Controle preciso e divisão de equipamentos de fronteira para controle de riscos no exterior, reformulando o padrão de controle de riscos.
A política de bloqueio diferenciado dos Estados Unidos levou a uma mudança significativa na lógica de prevenção e controle de riscos para equipamentos de engenharia de grande porte enviados para o exterior. A política se aplica apenas ao bloqueio das rotas de transporte de carga relacionadas ao Irã e às rotas de exportação de equipamentos convencionais. equipamento As operações de transporte para os países do Golfo Pérsico, Europa e Sudeste Asiático são totalmente irrestritas. A grande maioria das perfuratrizes rotativas e bate-estacas nacionais pode realizar negócios de comércio exterior normalmente. As empresas não precisam ajustar seus planos logísticos em toda a região. Elas precisam apenas verificar a origem e o destino das mercadorias durante as etapas de consolidação de pedidos e planejamento de rotas, evitando conexões de frete relacionadas ao Irã. Comparadas aos riscos anteriormente desconhecidos do controle global, as regras de controle precisas e diferenciadas tornam a gestão de riscos logísticos empresariais mais direcionada, reduzindo significativamente os riscos de conformidade e as incertezas operacionais na logística transfronteiriça.
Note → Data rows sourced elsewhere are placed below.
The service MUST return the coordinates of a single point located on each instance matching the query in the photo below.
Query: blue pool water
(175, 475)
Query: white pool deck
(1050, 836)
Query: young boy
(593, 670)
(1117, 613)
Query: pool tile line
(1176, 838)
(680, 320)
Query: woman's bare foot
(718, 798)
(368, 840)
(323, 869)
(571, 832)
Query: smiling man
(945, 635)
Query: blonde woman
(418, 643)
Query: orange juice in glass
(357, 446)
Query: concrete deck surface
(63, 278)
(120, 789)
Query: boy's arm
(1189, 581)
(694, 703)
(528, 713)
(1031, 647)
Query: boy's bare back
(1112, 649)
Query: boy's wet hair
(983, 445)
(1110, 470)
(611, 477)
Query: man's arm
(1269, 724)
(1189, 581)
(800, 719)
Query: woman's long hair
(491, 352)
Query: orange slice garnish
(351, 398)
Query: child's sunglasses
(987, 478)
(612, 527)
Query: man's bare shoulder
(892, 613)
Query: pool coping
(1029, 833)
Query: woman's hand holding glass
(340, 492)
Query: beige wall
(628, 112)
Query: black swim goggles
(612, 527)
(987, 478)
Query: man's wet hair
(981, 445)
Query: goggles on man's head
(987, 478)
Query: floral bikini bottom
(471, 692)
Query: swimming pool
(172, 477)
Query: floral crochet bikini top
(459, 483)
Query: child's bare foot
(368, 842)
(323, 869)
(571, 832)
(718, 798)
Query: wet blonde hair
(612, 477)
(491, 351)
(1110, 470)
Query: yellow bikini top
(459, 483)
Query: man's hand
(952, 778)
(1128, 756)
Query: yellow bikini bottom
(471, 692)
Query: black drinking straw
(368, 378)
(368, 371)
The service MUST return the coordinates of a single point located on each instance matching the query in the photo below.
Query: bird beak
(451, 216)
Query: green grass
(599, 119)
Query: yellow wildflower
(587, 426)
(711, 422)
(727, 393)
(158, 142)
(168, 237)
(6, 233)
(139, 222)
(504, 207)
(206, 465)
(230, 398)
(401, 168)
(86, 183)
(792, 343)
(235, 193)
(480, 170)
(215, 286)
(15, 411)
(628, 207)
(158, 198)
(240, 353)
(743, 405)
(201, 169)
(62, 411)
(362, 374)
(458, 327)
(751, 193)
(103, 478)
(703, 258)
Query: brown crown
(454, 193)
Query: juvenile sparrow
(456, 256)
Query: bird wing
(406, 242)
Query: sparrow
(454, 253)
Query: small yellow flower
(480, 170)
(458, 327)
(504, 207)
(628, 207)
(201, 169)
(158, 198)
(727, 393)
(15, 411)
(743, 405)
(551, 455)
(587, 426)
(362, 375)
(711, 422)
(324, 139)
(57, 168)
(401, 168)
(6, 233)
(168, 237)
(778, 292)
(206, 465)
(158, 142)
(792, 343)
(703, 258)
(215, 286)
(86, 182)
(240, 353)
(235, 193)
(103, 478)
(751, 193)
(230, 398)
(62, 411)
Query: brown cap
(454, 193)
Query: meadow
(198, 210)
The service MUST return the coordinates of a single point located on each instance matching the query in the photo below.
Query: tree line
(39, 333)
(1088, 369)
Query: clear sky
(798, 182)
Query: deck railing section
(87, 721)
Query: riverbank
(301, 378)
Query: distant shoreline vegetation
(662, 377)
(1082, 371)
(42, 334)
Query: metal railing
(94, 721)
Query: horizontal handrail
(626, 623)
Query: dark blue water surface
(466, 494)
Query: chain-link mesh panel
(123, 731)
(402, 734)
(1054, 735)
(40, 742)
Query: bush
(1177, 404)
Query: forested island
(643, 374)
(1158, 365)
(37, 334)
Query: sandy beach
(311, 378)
Modernização de equipamentos para promover a integração econômica e comercial regional e liberar o potencial do mercado externo.
Os Estados Unidos adotaram um novo modelo de substituição das taxas alfandegárias nos estreitos por acordos comerciais e de investimento com os países do Golfo, promovendo a cooperação econômica e comercial sustentável na região do Oriente Médio e abrindo novas oportunidades para o desenvolvimento global de equipamentos de engenharia de grande porte. À medida que os países do Golfo aprofundam a cooperação comercial e de investimento com os Estados Unidos, a vitalidade do investimento em infraestrutura regional continua a se expandir, e projetos como fundações de estacas para uso urbano, transporte ferroviário e novas infraestruturas de energia no Oriente Médio continuam a ser implementados, aumentando significativamente a demanda de mercado por equipamentos como perfuratrizes rotativas e bate-estacas. O ambiente de navegação estável, os custos logísticos controláveis, o clima econômico e comercial regional ativo, combinados com a normalização dos pedidos de transporte marítimo, proporcionam condições favoráveis para que os equipamentos de engenharia de grande porte nacionais consolidem o mercado do Oriente Médio e expandam o comércio transfronteiriço na Europa, apoiando continuamente o desenvolvimento estável da indústria de comércio exterior de equipamentos de infraestrutura.